A mass balance study to assess the extent of contaminant removal achieved in the operations for the primary recovery of plasmid DNA from Escherichia coli cells.

Mass balances were performed on an alkaline lysis operation for the primary recovery of supercoiled plasmid DNA as part of a process for plasmid gene preparation. Escherichia coli DH5alpha/pSVbeta was cultured in defined medium by fed-batch fermentation and harvested at the end of the exponential phase. Alkaline lysis of the recombinant cells was performed at fixed shear rates ranging between 46 and 461 s(-1), with neutralization 100 and 300 s after the initiation of the lysis.
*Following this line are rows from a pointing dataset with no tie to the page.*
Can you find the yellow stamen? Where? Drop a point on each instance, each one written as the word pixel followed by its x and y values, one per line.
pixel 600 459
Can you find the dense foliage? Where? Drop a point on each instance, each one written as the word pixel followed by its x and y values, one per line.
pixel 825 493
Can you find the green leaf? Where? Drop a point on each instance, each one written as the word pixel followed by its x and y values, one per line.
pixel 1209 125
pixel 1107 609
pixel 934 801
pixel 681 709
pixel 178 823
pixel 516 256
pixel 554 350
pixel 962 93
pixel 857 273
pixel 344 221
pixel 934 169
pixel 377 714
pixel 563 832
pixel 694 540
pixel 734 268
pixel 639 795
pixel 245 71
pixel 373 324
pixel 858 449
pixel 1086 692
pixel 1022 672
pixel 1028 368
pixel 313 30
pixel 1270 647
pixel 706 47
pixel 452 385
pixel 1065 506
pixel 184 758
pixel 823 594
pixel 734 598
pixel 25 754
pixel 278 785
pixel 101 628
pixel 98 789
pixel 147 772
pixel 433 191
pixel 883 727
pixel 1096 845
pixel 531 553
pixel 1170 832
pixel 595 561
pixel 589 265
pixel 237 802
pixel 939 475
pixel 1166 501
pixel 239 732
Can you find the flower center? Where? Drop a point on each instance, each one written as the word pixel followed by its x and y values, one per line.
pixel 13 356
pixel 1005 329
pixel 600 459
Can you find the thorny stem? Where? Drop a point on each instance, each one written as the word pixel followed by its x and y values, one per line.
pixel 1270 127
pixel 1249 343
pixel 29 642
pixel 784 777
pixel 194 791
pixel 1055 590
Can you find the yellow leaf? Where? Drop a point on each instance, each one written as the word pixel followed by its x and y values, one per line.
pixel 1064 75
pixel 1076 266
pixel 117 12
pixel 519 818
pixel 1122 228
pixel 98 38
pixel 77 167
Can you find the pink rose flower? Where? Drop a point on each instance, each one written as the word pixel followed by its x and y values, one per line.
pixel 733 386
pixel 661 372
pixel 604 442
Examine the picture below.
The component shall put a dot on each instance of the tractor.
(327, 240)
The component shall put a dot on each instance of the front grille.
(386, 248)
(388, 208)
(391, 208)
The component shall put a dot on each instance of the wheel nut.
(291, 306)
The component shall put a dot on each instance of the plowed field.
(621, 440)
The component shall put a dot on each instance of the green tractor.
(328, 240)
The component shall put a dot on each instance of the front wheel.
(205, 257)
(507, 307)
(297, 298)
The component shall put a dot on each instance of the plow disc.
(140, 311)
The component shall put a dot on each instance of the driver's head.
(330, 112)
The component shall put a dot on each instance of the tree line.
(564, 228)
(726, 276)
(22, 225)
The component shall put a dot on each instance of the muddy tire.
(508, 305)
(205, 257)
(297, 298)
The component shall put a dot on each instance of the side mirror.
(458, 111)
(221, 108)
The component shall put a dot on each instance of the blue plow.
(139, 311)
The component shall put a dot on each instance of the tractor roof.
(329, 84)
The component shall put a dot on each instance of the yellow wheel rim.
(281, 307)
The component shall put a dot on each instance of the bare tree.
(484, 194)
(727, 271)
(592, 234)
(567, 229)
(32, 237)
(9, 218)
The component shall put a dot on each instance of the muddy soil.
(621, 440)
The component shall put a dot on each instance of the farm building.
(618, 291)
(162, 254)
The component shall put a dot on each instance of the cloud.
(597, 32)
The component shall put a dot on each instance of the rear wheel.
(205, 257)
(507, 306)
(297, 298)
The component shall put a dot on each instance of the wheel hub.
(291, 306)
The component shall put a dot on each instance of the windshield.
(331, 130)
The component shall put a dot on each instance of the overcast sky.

Mass balance calculations were used to optimize the operating conditions for carrying out the alkaline lysis operation. The results indicated that a plasmid yield of 75% and purity with respect to total DNA of 60% were achievable during the primary recovery operation. The influences of key contaminants, including the soluble proteins and the suspended solids, as they bear on the subsequent purification operations, were evaluated and discussed.